4.how does the kinectic energy of a 10,000-kg train traveling at a speed of 10 m/s compare with that of a 2,600-kg compact car traveling twice as fast?

A.the train has less kinectic energy than the car.

B.the train has more kinectic energy than the car.(I PICK THIS)

C.the train has the same kinectic energy as the car.

Now really, I have replied three times now. Yes

http://www.jiskha.com/display.cgi?id=1391014223

Oh sorry, slightly different, train going v

for train
(1/2) m v^2 = 5,000 * 10^2

for car

(1/2) m v^2 = 1300 * 4 * 10^2
= 5,200 * 10^2

so now it is the car number A

The answer to the test is:

1.C
2.B
3.C
4.A
I have done this test.
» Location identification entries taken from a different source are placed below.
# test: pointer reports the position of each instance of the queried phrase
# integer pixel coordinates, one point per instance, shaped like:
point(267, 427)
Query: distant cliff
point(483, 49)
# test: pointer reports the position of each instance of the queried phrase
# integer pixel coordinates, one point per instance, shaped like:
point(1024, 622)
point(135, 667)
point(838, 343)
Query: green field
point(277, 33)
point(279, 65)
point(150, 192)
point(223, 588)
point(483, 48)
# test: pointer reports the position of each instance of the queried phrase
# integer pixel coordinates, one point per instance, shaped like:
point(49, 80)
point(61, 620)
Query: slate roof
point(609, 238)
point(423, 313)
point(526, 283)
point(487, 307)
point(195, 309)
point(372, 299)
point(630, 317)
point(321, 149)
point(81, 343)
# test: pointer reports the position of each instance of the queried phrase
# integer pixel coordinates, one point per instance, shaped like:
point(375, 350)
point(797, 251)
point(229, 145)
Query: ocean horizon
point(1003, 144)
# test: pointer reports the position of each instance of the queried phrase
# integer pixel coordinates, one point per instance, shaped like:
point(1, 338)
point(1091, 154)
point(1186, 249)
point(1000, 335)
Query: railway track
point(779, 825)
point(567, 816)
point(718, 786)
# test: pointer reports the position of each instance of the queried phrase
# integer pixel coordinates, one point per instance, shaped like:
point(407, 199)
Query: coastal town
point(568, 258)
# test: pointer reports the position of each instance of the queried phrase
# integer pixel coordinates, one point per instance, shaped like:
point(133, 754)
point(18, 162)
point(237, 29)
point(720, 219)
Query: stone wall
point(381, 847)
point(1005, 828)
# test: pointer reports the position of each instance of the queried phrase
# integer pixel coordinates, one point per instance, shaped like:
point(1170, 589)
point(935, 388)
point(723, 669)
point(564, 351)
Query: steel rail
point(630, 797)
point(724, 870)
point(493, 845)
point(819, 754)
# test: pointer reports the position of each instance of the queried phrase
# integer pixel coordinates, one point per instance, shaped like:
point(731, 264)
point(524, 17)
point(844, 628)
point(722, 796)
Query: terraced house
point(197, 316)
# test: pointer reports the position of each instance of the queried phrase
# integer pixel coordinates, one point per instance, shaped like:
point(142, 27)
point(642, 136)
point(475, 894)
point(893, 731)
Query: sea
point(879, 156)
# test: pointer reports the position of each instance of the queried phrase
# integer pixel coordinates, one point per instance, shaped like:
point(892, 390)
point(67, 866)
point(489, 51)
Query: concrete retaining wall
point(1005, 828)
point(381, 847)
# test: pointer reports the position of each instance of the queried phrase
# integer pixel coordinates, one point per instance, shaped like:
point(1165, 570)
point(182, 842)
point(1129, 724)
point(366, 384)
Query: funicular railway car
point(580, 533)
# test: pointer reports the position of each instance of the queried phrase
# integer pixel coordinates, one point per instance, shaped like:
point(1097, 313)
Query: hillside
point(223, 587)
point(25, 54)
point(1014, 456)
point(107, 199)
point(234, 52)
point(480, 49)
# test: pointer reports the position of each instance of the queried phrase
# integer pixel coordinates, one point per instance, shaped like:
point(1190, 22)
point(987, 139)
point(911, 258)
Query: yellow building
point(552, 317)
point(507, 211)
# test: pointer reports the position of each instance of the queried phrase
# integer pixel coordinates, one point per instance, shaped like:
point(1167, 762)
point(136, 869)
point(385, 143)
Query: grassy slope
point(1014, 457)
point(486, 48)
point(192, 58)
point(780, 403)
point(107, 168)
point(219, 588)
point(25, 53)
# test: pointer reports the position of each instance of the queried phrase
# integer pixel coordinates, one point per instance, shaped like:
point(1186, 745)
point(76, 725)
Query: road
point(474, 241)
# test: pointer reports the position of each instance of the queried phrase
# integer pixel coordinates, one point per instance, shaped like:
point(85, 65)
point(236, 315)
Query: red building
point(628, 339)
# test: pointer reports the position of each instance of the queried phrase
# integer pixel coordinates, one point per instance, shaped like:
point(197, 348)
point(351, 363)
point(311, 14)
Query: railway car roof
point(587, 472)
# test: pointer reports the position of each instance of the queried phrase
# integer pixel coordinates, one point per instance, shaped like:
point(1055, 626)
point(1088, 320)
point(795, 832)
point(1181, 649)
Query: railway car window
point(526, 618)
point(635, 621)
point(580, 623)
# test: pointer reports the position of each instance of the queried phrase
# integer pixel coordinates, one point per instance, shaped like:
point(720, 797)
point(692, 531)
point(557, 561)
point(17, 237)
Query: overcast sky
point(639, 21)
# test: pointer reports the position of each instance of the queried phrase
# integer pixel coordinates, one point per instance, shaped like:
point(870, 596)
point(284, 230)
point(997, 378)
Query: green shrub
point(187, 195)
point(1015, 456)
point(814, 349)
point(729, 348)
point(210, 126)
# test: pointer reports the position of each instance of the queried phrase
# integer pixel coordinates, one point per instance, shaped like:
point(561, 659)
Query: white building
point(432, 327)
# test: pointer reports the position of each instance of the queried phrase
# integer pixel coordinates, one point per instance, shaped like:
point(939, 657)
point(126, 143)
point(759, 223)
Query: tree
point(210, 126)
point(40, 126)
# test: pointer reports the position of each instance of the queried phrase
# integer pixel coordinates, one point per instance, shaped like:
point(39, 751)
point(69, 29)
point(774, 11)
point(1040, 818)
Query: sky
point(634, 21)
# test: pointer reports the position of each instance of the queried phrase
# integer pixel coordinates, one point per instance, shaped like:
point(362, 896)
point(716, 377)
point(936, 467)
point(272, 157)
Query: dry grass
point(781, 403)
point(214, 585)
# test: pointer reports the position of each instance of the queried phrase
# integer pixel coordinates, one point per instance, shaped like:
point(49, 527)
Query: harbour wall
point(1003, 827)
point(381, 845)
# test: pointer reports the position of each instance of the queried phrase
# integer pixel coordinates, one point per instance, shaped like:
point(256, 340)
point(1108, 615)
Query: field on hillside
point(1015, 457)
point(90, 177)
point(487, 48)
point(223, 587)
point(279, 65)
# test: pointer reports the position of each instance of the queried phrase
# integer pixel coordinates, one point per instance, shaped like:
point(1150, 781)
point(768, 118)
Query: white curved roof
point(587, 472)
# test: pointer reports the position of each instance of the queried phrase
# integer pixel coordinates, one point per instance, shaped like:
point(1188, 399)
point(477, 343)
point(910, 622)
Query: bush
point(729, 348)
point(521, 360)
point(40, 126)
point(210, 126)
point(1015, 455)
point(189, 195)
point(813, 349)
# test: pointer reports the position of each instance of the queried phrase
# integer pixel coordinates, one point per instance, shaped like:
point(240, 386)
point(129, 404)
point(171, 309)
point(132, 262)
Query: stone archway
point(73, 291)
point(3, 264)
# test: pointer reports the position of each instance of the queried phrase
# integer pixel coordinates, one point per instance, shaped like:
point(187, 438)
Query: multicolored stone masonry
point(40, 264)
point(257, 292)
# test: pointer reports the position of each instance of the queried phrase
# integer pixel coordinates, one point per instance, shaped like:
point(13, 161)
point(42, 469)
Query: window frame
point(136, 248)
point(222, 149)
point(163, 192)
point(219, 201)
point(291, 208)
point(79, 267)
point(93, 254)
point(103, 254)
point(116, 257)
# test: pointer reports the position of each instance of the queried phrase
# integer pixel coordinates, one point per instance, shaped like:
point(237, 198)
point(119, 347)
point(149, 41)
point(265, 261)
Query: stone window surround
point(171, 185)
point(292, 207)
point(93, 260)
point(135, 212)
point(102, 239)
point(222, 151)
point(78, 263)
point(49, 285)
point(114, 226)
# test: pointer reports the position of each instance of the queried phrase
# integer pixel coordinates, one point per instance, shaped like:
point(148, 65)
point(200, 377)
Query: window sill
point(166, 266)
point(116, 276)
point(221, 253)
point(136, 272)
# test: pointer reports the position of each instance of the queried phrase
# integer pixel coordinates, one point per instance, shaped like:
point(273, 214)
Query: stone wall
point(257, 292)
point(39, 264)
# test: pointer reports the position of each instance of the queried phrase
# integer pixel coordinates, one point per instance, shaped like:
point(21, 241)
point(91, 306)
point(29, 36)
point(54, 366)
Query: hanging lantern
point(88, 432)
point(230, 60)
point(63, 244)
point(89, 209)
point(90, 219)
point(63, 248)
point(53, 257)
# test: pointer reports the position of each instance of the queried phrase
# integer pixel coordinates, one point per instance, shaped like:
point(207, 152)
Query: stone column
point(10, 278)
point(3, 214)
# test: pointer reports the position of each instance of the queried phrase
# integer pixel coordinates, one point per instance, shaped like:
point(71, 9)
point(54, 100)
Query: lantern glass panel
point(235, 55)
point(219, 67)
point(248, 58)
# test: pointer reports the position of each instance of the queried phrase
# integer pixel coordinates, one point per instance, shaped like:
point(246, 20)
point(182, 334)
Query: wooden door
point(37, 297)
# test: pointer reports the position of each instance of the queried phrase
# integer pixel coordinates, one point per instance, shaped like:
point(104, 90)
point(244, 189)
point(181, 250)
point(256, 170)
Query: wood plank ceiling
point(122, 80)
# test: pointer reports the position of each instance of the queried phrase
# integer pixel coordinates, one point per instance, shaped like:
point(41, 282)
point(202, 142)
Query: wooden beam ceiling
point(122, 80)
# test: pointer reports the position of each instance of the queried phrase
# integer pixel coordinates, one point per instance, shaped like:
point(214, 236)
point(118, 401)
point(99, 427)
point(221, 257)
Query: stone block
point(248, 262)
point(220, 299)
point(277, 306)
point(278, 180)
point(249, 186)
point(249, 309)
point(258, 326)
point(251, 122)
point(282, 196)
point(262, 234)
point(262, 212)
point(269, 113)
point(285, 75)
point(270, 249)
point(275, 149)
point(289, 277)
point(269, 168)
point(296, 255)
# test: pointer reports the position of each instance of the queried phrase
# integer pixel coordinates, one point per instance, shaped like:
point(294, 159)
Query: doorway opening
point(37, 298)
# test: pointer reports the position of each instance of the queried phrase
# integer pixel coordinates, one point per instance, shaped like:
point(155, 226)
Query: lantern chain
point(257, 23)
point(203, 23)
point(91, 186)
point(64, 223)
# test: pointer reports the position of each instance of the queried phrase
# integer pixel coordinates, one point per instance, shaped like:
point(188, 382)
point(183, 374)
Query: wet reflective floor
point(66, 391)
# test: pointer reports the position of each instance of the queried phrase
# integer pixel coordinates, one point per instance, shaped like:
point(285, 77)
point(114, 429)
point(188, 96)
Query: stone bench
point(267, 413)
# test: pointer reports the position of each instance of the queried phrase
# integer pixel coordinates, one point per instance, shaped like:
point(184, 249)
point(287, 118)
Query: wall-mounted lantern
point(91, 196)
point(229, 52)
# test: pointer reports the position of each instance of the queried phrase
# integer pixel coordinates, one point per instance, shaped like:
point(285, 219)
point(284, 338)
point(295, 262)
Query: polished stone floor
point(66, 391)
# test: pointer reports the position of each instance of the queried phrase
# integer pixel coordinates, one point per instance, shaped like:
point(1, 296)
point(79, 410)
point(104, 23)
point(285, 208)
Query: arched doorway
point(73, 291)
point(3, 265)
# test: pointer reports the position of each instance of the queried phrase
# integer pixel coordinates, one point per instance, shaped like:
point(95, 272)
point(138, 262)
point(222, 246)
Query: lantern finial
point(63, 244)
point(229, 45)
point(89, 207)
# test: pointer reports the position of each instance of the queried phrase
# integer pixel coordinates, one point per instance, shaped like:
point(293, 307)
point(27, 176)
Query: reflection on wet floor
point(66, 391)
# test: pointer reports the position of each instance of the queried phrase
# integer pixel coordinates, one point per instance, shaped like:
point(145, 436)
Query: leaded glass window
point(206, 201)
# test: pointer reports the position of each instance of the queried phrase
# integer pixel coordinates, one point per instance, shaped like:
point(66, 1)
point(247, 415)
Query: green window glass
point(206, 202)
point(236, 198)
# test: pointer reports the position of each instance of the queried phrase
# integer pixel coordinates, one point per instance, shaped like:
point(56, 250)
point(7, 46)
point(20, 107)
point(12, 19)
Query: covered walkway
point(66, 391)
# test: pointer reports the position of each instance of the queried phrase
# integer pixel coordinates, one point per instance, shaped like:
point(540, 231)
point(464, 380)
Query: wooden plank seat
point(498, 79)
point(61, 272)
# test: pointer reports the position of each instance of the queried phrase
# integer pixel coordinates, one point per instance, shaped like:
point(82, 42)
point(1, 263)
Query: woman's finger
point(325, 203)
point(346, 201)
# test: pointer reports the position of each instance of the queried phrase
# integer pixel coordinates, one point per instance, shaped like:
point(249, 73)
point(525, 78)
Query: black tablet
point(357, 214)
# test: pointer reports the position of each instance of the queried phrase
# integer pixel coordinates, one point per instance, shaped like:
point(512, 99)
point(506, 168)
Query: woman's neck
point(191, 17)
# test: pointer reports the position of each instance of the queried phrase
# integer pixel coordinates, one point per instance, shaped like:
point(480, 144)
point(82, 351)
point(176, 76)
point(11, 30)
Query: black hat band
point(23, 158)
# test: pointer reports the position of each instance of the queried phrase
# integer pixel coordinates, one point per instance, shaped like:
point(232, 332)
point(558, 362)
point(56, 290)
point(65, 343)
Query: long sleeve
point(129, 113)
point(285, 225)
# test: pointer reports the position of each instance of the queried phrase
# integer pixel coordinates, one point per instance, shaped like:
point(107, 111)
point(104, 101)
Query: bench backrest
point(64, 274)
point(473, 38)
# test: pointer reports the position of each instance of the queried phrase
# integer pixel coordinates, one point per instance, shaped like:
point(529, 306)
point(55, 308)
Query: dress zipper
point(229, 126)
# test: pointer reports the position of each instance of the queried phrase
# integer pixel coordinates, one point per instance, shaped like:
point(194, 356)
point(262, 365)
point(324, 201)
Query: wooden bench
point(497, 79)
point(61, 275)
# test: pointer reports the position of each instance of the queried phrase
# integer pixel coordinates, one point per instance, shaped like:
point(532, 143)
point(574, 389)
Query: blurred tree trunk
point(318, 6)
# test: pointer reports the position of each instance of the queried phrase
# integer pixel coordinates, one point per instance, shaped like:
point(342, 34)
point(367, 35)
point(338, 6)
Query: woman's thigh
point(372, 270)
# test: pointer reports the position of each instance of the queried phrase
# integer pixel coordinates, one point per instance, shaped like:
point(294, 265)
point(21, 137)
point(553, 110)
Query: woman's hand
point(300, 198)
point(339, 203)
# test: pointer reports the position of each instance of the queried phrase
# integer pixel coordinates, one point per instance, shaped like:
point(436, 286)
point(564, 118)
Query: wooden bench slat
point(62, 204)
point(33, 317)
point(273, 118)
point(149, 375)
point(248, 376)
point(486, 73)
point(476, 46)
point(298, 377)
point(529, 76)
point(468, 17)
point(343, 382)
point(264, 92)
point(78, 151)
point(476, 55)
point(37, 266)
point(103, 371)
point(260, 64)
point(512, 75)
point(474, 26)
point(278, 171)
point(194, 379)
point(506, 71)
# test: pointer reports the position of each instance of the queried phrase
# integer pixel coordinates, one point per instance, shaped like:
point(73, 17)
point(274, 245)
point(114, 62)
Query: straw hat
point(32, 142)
These answers are correct.

You are welcome.

To compare the kinetic energy of the train and the car, we can use the formula for kinetic energy: KE = (1/2)mv^2, where KE is the kinetic energy, m is the mass, and v is the velocity.

For the train:
Mass (m) = 10,000 kg
Velocity (v) = 10 m/s
Kinetic energy (KE) = (1/2) * 10,000 kg * (10 m/s)^2 = 500,000 J

For the car:
Mass (m) = 2,600 kg
Velocity (v) = twice as fast as 10 m/s = 2 * 10 m/s = 20 m/s
Kinetic energy (KE) = (1/2) * 2,600 kg * (20 m/s)^2 = 520,000 J

Therefore, the kinetic energy of the train is 500,000 J and the kinetic energy of the car is 520,000 J. Since the kinetic energy of the car is greater, the correct answer is B. The train has more kinetic energy than the car.